No idea on harvard, but alumni are often allowed to keep their addresses and for every alum that still takes full advantage of that, ten may not notice anything. Similarly, old group addresses may mostly go into the void.
I suspect it is quite easy to make it look like many people from an institution are in a thread and a passive participant is an email address from a 3rd party job portal.
I don’t know a single reputable U.S. institution that doesn’t replace your @university.edu address with @alum[ni].university.edu after you leave. I’ve been affiliated with two and have friends all over the place, including Harvard.
For decades, Harvard issued alumni email addresses of *@post.harvard.edu. [1] Given that “post” could either refer to “after” or “postal”, I would imagine someone who didn’t know many people at Harvard might think that a post.harvard.edu email address is a normal thing for current employees.
MIT uses @alum.mit.edu. I don’t think I know former employees there but at least former students I know lose mit.edu addresses, a fact also easily confirmed with a Google search. So, your point being?
Edit: You added
> *Might your own cultural expectations open you to attacks from a place with MIT's (recent if not current) network culture?
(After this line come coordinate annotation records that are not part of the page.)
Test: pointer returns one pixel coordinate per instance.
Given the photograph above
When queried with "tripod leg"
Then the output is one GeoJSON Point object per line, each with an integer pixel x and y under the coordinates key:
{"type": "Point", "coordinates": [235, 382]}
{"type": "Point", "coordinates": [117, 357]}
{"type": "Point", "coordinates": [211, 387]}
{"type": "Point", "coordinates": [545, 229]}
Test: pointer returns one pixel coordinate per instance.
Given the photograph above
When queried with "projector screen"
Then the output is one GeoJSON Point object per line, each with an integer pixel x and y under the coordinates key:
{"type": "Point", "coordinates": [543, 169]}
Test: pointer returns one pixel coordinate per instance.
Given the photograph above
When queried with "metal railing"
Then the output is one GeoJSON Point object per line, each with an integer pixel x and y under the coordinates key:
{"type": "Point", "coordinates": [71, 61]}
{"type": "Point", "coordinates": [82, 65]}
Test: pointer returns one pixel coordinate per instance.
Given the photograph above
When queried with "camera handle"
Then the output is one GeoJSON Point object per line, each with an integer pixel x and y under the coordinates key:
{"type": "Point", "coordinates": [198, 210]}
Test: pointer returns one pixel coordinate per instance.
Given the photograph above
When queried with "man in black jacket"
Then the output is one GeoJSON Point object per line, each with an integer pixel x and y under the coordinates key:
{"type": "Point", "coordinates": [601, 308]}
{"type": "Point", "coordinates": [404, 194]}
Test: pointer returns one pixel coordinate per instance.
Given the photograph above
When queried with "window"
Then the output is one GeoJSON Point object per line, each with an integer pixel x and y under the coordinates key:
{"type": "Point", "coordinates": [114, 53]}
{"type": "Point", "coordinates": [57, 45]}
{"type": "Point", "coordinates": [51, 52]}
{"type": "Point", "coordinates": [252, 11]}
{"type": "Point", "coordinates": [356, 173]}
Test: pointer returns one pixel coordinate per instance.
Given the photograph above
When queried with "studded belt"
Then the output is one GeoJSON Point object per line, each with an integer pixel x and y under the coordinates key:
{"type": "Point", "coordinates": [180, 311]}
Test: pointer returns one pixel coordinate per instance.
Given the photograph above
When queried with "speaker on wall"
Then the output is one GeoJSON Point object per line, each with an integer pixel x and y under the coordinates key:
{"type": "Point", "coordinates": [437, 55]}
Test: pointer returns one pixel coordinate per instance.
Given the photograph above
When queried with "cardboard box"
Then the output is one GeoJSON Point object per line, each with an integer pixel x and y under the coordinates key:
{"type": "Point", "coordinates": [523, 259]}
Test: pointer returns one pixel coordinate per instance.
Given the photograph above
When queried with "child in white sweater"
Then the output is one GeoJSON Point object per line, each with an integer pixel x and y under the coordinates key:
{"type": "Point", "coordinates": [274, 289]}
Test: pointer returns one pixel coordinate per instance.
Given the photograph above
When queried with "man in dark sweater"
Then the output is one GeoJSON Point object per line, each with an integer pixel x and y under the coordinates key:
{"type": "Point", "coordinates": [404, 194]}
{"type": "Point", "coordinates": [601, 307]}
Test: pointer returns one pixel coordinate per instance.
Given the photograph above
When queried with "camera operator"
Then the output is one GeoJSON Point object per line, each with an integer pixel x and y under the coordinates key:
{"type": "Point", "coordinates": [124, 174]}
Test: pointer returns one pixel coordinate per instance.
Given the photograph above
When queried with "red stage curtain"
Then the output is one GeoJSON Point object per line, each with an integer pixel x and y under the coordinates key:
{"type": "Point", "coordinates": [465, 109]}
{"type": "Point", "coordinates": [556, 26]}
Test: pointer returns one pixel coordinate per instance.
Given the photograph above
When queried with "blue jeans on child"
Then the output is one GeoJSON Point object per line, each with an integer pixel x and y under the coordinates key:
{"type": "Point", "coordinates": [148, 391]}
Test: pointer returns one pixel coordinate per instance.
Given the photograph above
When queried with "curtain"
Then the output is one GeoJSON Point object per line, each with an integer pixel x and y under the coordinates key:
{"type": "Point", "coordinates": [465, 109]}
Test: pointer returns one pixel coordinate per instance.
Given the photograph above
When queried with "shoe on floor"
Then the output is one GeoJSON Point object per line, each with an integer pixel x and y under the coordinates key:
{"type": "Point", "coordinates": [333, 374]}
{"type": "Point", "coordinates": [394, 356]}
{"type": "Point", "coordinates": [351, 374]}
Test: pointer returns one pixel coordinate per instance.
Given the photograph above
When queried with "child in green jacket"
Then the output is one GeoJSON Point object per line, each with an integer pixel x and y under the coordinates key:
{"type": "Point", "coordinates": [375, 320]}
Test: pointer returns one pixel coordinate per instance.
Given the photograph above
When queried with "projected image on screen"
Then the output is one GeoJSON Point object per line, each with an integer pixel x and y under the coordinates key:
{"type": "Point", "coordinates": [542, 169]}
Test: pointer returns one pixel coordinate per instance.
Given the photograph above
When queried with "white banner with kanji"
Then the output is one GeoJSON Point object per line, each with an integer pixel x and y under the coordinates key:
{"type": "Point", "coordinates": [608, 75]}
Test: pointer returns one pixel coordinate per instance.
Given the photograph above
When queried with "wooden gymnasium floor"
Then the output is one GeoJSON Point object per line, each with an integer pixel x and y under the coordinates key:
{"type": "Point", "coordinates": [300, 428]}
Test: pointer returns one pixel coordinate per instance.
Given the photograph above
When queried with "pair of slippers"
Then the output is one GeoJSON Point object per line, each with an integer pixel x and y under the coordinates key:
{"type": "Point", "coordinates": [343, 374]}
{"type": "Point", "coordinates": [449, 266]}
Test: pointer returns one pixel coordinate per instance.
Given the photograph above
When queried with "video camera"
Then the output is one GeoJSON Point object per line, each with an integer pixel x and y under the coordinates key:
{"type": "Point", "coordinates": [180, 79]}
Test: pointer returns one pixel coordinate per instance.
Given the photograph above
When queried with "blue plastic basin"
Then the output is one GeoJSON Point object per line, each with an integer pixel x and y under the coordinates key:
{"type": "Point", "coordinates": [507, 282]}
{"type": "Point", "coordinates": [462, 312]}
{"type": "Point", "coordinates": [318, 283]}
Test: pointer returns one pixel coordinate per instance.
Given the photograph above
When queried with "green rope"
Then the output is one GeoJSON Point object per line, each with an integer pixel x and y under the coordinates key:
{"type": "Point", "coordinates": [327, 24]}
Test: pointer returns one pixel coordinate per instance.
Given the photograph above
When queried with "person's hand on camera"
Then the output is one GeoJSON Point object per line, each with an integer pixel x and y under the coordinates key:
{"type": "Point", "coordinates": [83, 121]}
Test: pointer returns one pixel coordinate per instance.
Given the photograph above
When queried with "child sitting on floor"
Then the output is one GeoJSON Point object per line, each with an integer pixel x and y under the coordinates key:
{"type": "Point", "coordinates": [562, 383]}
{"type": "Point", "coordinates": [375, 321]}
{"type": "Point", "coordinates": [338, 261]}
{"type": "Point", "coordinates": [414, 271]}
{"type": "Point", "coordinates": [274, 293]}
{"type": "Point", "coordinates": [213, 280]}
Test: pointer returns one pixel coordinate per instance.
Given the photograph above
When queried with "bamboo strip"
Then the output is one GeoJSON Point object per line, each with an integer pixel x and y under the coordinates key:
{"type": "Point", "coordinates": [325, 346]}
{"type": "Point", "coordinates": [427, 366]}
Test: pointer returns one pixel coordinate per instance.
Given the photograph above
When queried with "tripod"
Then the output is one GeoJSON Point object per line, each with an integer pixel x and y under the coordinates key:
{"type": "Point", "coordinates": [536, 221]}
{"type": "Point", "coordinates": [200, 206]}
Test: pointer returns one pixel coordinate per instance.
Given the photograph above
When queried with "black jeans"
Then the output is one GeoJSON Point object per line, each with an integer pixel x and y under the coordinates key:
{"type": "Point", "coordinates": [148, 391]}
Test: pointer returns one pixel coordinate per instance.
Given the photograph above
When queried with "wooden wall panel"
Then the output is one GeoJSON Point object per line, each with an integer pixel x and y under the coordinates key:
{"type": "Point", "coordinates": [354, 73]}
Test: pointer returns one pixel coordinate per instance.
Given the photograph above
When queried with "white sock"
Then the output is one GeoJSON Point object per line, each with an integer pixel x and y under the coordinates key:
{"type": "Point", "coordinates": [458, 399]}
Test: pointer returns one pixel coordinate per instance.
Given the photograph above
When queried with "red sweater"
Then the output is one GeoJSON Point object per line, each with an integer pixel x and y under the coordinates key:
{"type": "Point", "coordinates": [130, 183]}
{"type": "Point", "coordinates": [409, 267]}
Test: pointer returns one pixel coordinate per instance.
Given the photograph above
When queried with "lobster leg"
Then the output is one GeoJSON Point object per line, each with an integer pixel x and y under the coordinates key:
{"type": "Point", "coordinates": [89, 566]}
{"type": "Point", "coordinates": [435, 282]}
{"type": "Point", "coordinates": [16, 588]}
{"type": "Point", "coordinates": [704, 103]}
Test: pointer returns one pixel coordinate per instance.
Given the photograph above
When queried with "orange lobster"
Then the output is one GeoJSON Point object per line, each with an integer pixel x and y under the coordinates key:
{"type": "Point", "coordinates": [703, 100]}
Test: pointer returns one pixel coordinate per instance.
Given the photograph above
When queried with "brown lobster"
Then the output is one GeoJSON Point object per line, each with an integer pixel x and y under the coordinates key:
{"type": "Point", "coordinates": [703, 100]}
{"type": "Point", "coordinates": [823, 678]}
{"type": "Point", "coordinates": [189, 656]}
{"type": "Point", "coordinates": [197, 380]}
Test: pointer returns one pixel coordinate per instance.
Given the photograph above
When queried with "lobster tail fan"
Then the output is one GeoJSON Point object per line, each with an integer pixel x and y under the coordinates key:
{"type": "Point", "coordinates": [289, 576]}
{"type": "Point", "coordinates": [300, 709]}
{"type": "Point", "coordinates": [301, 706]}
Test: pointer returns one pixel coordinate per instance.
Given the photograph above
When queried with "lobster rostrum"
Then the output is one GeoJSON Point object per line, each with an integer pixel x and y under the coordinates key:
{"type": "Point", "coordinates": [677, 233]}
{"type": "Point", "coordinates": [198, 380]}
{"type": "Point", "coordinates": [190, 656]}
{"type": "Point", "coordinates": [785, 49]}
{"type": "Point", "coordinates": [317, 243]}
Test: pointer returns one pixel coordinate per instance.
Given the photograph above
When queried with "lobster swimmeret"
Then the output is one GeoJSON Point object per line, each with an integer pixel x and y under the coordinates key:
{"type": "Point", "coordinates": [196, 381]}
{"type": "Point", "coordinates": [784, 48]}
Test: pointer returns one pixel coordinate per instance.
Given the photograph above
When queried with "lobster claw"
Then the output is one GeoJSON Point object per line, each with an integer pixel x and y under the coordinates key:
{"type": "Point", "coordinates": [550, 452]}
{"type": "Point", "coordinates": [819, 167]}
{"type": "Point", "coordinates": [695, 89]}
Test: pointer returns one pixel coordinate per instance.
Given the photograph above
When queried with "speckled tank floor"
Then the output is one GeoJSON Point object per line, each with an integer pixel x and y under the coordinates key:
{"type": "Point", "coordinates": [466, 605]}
after my reply. I’m not sure how it is relevant to your claim that “alumni are often allowed to keep their addresses”. In fact the question doesn’t make any sense to me; I’m not gonna accept an MIT job offer from an alum.mit.edu address (or more relevant to me, alumni.stanford.edu/alumni.princeton.edu), regardless of network culture.
Edit 2: Reread your question and realized you were implying that MIT "recently" allowed alumni to keep @mit.edu addresses. Well, you'll need to show some proof.
Your expectations are very specific to what you know about US schools right now. MIT would let a machine receive email, many institutions would forward email to a users alum address, etc.
This approach to identifying phishing is ultimately insufficient.
They've gotten pretty good at crafting domains this way.